Aku ingin sekali pergi keluar negeri khususnya(USA, Australia, California, Forks) pokoknya yang ada bule-bule mancung yang bukan area mata sipit dan kulit sawo matang. Aku ingin sekali melanjutkan pendidikanku ke Negara ini walaupun aku tau bahwa aku tak pintar-pintar sekali di bidang akademik tetapi setidaknya aku masih bisa menanyakan alamat kepada para bule jika suatu waktu aku tersesat. Hihihi.

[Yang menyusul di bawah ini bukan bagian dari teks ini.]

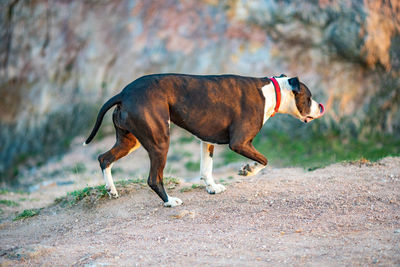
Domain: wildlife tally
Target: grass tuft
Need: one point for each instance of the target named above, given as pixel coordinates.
(26, 214)
(72, 198)
(9, 203)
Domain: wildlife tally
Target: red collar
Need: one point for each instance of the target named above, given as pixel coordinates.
(278, 95)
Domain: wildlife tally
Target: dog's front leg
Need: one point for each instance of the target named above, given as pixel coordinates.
(206, 162)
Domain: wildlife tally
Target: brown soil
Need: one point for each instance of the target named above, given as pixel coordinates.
(344, 214)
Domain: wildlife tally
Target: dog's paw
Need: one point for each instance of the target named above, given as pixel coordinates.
(173, 202)
(215, 188)
(246, 170)
(249, 170)
(112, 193)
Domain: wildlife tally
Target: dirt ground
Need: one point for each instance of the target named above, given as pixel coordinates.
(343, 214)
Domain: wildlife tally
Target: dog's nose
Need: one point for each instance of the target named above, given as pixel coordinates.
(321, 110)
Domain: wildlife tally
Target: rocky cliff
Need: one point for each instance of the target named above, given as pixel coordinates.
(59, 60)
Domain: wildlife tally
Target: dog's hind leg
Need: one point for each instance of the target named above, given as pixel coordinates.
(126, 143)
(206, 163)
(245, 148)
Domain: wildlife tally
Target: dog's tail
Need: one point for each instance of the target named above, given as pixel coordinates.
(109, 104)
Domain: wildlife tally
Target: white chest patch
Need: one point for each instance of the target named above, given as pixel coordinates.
(270, 100)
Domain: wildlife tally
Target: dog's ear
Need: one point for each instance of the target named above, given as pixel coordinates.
(295, 84)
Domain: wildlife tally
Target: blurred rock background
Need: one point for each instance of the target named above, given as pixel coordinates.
(60, 59)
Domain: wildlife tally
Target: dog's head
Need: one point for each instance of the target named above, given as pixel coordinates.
(298, 101)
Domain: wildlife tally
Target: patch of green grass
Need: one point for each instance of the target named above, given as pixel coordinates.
(26, 214)
(74, 197)
(4, 191)
(195, 186)
(186, 139)
(185, 189)
(192, 166)
(318, 150)
(190, 188)
(171, 180)
(9, 203)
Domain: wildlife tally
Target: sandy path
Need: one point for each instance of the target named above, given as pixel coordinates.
(341, 215)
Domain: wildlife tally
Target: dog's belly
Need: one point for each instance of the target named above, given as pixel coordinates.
(211, 129)
(211, 132)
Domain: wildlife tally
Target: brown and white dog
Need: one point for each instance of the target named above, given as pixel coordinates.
(218, 109)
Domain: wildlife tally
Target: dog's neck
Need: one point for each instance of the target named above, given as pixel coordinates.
(287, 105)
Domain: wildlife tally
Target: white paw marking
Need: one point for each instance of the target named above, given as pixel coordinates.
(173, 202)
(215, 188)
(250, 170)
(112, 193)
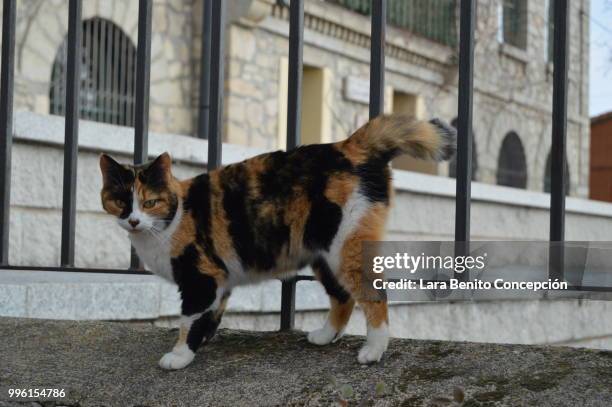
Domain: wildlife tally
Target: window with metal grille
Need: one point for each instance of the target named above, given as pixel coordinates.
(452, 165)
(512, 164)
(108, 75)
(513, 23)
(547, 176)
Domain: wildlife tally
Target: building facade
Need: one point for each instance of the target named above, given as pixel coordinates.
(600, 187)
(513, 74)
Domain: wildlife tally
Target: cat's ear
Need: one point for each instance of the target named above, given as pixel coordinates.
(112, 171)
(161, 167)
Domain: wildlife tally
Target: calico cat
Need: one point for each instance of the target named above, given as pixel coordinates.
(267, 217)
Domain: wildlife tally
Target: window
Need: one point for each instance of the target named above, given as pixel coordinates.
(108, 75)
(316, 117)
(513, 23)
(316, 120)
(547, 178)
(512, 165)
(413, 105)
(452, 166)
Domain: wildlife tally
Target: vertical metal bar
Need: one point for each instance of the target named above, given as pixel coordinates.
(377, 58)
(130, 86)
(143, 72)
(559, 130)
(101, 72)
(217, 56)
(205, 59)
(71, 141)
(294, 123)
(464, 129)
(95, 70)
(116, 94)
(123, 93)
(85, 104)
(108, 73)
(6, 122)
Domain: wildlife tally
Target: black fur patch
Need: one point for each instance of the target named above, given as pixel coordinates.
(375, 176)
(322, 224)
(204, 328)
(198, 203)
(152, 175)
(258, 235)
(120, 182)
(329, 281)
(198, 291)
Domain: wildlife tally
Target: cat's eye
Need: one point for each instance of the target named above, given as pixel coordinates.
(149, 203)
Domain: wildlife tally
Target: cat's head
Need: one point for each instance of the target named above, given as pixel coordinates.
(144, 198)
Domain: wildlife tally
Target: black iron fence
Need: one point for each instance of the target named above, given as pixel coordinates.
(211, 109)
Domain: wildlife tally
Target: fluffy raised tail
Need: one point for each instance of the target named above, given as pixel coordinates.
(388, 136)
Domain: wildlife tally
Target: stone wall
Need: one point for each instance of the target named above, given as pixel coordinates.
(424, 206)
(513, 87)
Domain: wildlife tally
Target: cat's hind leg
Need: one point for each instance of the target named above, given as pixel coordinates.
(341, 306)
(351, 275)
(194, 330)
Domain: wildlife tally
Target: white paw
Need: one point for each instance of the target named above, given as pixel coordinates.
(376, 344)
(177, 359)
(370, 354)
(325, 335)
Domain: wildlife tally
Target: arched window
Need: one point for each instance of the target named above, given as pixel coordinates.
(547, 178)
(512, 165)
(452, 165)
(108, 75)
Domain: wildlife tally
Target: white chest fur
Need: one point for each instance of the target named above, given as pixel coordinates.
(154, 249)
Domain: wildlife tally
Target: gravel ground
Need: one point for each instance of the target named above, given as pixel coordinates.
(115, 364)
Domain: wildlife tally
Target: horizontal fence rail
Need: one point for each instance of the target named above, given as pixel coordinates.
(211, 108)
(432, 19)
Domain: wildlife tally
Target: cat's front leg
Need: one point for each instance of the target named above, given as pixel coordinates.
(193, 331)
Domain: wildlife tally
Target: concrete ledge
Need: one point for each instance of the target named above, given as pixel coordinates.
(115, 364)
(91, 296)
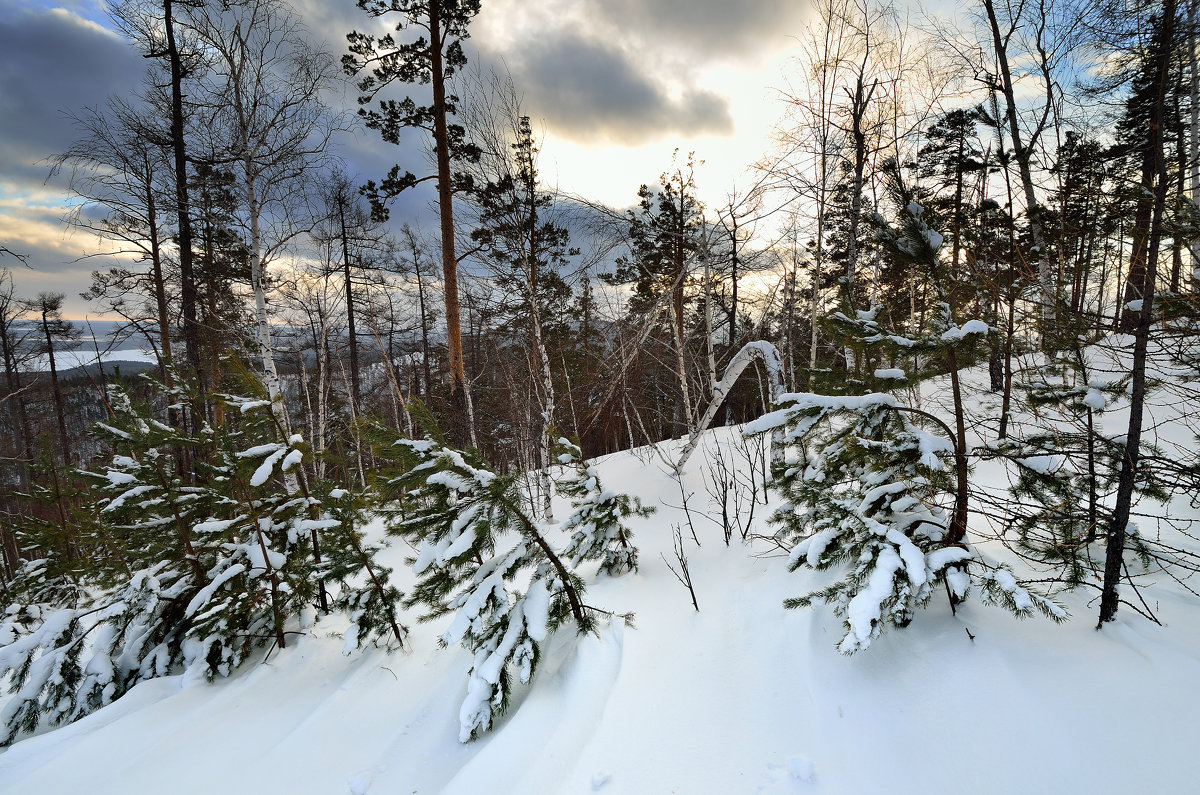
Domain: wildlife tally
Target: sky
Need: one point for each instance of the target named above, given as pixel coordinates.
(613, 88)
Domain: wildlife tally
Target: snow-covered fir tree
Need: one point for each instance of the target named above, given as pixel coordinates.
(868, 490)
(486, 561)
(598, 518)
(197, 573)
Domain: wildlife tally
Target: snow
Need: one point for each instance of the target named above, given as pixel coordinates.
(1095, 400)
(743, 697)
(957, 333)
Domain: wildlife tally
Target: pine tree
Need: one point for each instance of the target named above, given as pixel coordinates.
(191, 573)
(598, 520)
(484, 560)
(865, 492)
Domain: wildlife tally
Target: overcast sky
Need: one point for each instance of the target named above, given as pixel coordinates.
(613, 87)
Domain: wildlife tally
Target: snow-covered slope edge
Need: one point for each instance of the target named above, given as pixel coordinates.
(742, 697)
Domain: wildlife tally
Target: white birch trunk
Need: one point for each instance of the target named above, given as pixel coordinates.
(762, 351)
(682, 374)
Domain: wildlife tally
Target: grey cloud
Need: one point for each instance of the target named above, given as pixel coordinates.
(53, 64)
(703, 28)
(591, 90)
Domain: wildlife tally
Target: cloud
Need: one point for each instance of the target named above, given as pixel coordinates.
(52, 64)
(702, 28)
(594, 91)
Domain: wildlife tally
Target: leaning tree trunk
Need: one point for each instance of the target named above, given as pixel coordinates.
(1153, 171)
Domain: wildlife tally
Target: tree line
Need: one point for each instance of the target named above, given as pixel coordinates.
(1013, 191)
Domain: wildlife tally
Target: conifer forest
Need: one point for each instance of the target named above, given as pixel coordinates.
(588, 416)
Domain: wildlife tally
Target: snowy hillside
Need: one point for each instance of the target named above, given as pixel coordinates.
(741, 697)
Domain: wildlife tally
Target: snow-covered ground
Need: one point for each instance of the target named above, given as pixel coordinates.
(742, 697)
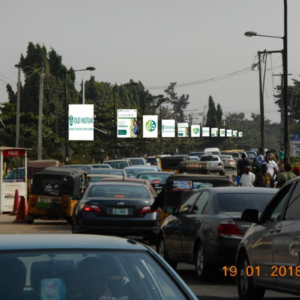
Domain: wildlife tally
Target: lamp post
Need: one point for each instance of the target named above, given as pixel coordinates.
(66, 111)
(285, 82)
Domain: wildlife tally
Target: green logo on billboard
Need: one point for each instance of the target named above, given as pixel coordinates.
(196, 130)
(71, 120)
(150, 125)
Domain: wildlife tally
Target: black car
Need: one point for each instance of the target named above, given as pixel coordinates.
(268, 255)
(117, 208)
(64, 266)
(157, 179)
(207, 228)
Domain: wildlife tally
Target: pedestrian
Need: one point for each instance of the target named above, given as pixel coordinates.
(248, 178)
(263, 179)
(242, 163)
(284, 177)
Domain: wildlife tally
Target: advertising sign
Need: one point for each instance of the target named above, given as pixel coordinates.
(150, 126)
(81, 122)
(168, 128)
(222, 132)
(195, 130)
(205, 132)
(214, 132)
(127, 123)
(183, 130)
(229, 132)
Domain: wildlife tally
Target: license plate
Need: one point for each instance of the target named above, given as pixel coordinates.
(120, 211)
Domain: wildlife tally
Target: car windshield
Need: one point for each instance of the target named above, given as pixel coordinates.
(155, 178)
(118, 191)
(85, 275)
(106, 171)
(238, 202)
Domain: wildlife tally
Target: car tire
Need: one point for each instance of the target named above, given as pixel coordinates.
(246, 288)
(161, 250)
(203, 272)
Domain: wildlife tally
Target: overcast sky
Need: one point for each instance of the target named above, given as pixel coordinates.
(158, 42)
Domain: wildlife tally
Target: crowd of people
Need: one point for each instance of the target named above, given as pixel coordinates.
(267, 170)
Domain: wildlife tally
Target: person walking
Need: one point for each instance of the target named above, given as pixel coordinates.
(285, 176)
(248, 178)
(263, 179)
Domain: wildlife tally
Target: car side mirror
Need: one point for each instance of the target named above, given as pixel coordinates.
(169, 210)
(250, 215)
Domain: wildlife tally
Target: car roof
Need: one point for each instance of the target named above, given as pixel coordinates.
(19, 242)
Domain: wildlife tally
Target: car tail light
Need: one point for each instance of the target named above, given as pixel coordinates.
(93, 208)
(229, 229)
(146, 210)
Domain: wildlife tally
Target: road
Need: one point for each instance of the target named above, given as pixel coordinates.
(218, 289)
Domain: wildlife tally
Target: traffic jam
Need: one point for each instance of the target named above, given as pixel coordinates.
(132, 223)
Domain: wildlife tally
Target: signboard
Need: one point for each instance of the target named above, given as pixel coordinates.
(127, 123)
(214, 132)
(150, 126)
(168, 128)
(183, 129)
(222, 132)
(195, 130)
(205, 132)
(229, 132)
(81, 122)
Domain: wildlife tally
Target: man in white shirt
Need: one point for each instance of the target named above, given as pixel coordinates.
(247, 178)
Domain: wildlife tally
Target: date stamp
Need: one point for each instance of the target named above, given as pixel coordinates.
(275, 271)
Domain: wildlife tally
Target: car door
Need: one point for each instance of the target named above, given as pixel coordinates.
(286, 244)
(261, 254)
(190, 224)
(173, 229)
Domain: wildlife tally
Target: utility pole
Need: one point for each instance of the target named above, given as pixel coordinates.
(40, 142)
(18, 105)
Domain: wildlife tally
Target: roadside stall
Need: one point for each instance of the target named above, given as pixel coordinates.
(18, 159)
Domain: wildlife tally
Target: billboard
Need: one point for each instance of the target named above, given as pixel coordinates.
(195, 130)
(81, 122)
(168, 128)
(214, 132)
(205, 132)
(183, 129)
(150, 126)
(127, 123)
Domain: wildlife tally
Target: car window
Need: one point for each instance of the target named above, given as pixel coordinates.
(277, 204)
(293, 208)
(186, 207)
(201, 203)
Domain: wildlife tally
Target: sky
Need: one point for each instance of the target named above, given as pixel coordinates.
(158, 42)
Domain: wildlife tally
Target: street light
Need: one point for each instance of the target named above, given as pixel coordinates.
(66, 111)
(285, 81)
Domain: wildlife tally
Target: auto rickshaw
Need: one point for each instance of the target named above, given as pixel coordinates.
(54, 193)
(179, 187)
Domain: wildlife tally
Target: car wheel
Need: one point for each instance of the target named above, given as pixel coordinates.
(246, 289)
(161, 250)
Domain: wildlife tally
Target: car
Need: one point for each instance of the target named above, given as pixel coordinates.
(103, 166)
(207, 228)
(228, 161)
(157, 179)
(215, 163)
(134, 170)
(118, 163)
(66, 266)
(271, 246)
(82, 167)
(120, 172)
(137, 160)
(118, 208)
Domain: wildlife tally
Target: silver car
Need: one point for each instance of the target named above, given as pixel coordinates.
(214, 161)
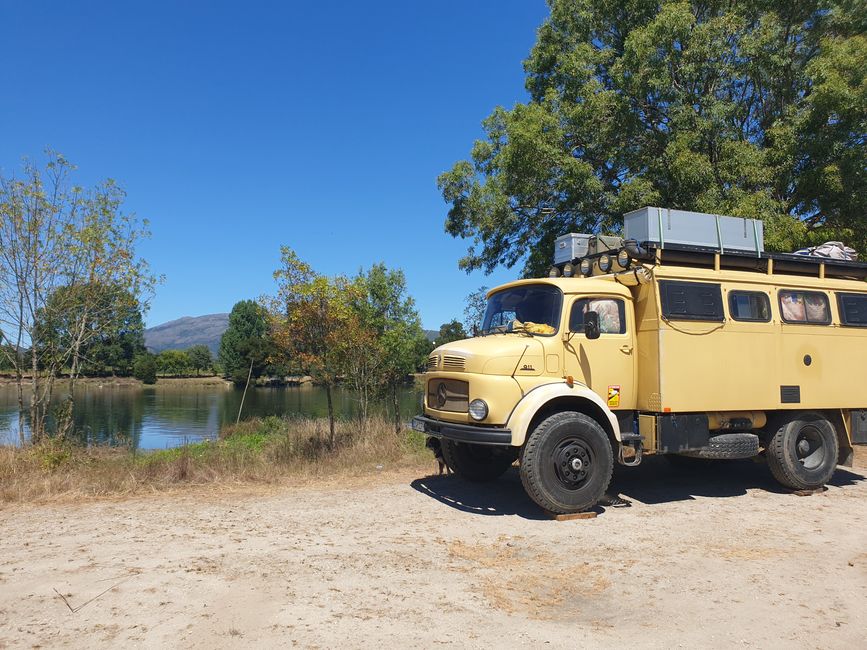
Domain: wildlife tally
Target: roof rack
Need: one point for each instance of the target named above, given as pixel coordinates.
(712, 258)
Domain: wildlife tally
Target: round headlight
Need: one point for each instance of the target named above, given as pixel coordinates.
(478, 409)
(623, 259)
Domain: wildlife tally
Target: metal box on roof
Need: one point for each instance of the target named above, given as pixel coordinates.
(571, 246)
(665, 226)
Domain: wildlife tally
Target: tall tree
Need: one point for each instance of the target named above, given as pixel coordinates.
(475, 305)
(397, 345)
(200, 358)
(245, 344)
(753, 109)
(311, 320)
(451, 331)
(54, 234)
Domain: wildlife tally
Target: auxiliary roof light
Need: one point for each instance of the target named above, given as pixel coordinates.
(623, 259)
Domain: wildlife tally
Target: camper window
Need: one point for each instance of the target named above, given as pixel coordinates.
(805, 307)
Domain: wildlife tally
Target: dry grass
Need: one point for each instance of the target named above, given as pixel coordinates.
(259, 451)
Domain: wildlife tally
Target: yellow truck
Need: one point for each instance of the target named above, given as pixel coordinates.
(657, 346)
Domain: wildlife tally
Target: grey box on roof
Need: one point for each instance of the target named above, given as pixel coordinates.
(571, 246)
(666, 226)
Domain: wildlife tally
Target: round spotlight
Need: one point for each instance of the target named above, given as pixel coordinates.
(623, 259)
(478, 409)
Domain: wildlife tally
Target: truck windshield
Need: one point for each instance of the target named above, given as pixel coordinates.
(539, 304)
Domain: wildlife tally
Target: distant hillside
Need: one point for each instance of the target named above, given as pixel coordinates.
(186, 332)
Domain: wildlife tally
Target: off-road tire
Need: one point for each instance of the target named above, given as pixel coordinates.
(478, 463)
(802, 453)
(727, 446)
(546, 470)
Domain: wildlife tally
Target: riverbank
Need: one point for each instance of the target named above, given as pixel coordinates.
(259, 451)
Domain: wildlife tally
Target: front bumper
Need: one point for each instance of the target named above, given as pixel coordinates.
(462, 432)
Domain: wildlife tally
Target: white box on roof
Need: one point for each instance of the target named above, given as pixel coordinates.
(666, 226)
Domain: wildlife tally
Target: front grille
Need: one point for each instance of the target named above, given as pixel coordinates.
(448, 395)
(453, 363)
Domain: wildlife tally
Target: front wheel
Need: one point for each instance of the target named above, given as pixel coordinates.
(567, 463)
(479, 463)
(802, 454)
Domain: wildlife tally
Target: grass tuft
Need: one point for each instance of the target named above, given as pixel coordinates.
(265, 450)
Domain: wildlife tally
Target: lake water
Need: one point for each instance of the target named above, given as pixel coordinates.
(156, 417)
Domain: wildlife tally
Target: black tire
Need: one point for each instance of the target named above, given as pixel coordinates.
(479, 463)
(802, 454)
(727, 446)
(549, 471)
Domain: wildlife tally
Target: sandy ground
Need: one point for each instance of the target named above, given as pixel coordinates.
(709, 558)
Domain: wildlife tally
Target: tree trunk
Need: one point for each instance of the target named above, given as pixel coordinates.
(244, 395)
(330, 414)
(396, 403)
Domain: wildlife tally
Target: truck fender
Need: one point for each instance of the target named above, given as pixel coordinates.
(537, 398)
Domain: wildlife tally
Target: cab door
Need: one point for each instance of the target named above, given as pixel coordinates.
(606, 364)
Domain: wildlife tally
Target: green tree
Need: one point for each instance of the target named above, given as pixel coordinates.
(245, 343)
(397, 345)
(475, 305)
(311, 322)
(753, 109)
(451, 331)
(173, 363)
(145, 368)
(59, 243)
(200, 358)
(104, 321)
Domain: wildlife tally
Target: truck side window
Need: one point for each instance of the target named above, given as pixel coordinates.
(691, 300)
(853, 309)
(805, 307)
(612, 315)
(750, 306)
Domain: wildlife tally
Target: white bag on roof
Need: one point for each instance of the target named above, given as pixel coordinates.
(834, 250)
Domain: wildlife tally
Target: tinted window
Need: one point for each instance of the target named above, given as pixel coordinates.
(853, 309)
(750, 305)
(691, 300)
(612, 315)
(805, 307)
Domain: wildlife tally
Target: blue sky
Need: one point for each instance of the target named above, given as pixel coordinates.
(238, 127)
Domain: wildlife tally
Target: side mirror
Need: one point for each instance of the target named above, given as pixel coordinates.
(591, 325)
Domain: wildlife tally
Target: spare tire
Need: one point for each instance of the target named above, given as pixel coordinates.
(727, 446)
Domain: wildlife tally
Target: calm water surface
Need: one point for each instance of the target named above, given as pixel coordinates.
(155, 417)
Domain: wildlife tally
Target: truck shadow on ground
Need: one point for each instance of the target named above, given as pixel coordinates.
(654, 482)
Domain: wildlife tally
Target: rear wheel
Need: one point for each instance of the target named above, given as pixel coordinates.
(802, 454)
(478, 463)
(567, 463)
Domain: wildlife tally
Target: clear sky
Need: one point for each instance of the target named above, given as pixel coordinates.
(236, 127)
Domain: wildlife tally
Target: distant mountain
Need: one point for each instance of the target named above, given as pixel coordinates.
(186, 332)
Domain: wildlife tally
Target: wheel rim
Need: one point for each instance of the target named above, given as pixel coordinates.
(573, 462)
(810, 448)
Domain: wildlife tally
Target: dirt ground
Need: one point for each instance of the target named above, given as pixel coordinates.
(718, 556)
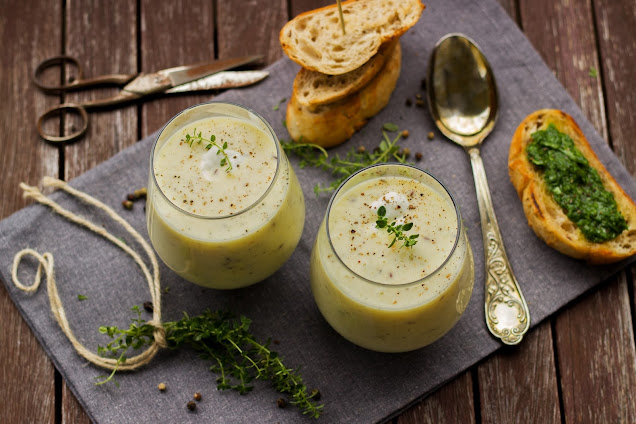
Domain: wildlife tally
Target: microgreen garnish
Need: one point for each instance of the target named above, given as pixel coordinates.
(190, 139)
(341, 168)
(397, 230)
(226, 342)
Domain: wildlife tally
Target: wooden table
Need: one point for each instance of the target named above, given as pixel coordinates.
(579, 366)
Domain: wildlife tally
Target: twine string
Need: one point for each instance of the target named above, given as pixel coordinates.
(46, 264)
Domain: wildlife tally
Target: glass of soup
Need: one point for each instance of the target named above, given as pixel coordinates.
(224, 207)
(392, 298)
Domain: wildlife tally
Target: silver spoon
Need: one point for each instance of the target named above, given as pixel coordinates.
(462, 98)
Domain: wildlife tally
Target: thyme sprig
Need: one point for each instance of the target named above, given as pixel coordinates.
(396, 230)
(227, 343)
(225, 161)
(342, 167)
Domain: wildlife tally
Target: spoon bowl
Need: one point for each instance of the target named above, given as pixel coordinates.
(463, 101)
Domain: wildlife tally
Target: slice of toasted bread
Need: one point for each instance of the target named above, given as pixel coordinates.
(544, 215)
(331, 124)
(314, 88)
(316, 42)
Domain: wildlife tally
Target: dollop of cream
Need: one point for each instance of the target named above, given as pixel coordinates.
(210, 164)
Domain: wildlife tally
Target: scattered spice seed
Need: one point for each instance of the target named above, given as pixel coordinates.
(148, 306)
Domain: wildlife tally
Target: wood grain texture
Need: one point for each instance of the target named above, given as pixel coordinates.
(173, 35)
(595, 355)
(518, 384)
(451, 404)
(27, 391)
(102, 35)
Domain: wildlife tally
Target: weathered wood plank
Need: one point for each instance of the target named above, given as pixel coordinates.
(103, 37)
(518, 384)
(186, 37)
(451, 404)
(25, 367)
(596, 355)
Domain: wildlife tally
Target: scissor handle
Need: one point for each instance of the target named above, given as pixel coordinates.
(78, 82)
(72, 107)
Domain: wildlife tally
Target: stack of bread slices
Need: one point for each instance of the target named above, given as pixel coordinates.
(346, 78)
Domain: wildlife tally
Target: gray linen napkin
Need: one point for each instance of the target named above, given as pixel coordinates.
(357, 385)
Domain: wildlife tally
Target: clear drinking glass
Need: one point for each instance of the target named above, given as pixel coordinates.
(215, 228)
(392, 299)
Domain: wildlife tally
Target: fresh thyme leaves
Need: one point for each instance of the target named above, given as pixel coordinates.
(227, 343)
(211, 142)
(397, 230)
(341, 168)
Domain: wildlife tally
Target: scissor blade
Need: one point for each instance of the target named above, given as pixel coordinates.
(220, 80)
(184, 74)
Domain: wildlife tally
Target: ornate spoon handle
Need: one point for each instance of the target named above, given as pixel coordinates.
(507, 314)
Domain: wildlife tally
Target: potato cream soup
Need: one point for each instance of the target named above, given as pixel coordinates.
(225, 209)
(398, 298)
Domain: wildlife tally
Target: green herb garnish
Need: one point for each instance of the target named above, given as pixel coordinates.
(396, 230)
(341, 168)
(575, 185)
(190, 139)
(226, 342)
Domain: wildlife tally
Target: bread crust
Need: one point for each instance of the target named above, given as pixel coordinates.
(332, 124)
(315, 41)
(544, 215)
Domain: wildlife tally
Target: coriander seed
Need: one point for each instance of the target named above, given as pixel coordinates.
(148, 306)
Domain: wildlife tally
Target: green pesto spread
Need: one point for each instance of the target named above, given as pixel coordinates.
(575, 185)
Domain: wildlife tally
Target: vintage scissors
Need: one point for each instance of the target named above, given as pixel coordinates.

Bolehkah aku meminta setinggi ini walaupun aku tau yang ku lakukan setiap hari dirumah hanya nonton film hasil download gratis dan bermain ukulele serta tidur selama yang aku mau? Bolehkah wanita yang selalu patah hati ini, meminta agar diberi kesempatan untuk menjajaki tempat yang lebih luas hanya untuk impian sederhana membanggakan orangtua?

Bolehkah?

Sunday, April 10, 2016

Sadness



Sunday, 10 April 2016
Dear  :You
         
          Tak tau hantu apa yang ada di hatiku hingga aku mengucapkan kata yang teramat mengacaukan hidupku saat ini. Kenapa aku harus memutuskan untuk pergi dari kehidupan lelaki yang sangat aku cintai. Sungguh, kenapa takdir ini kejam sekali membiarkanku mengucapkan kalimat sampah itu. Aku sungguh menyesal. Kenapa disaat itu, malaikat tak datang dan membuatku bisu beberapa waktu hingga hatiku kembali normal dan tak sempat mengucapkan kata-kata itu.
          Taukah kau, aku selalu merasakan kesedihan dimulai dari hari pertama aku mengucapkan kalimat sampah itu hingga saat ini. Kenapa aku harus sebodoh itu, dasar wanita tak berguna. Sudah berapa kali aku meyakinkan diriku untuk merelakan kau pergi dari hidupku dan berhenti menjadi orang yang spesial di hidupku. Tetapi aku gagal sebanyak aku berusaha.
          Aku sudah meminta maaf  kepadamu dan meminta mu untuk menerimaku kembali. Mari kita memulai kisah baru yang jauh lebih indah tetapi kau menutup hatimu untukku. Aku berusaha dan selalu berusaha. Aku mengabaikan harga diriku, membuang segala gengsiku dan berharap sebanyak-banyaknya agar kau memaafkanku dan bisa mencintaiku lagi.
          Tetapi aku tak bisa mendapatkannya. Kau tak mau lagi tertawa bersamaku, tak mau lagi membuatku begitu gembira menunggu saat-saat aku bisa bertemu denganmu. Sekarang yang ada hanya rasa sakit yang menggangguku setiap detik aku bernafas. Tapi tak apa, setidaknya rasa sakit ini membuatku mengerti bahwa aku sungguh mencintaimu.
          Aku tak tau apa yang akan terjadi setelah ini. Aku tak tau, namun jika sedih inipun tak kunjung pergi aku akan sangat bahagia karena aku yakin hatiku masih dan akan selalu tinggal dihatimu.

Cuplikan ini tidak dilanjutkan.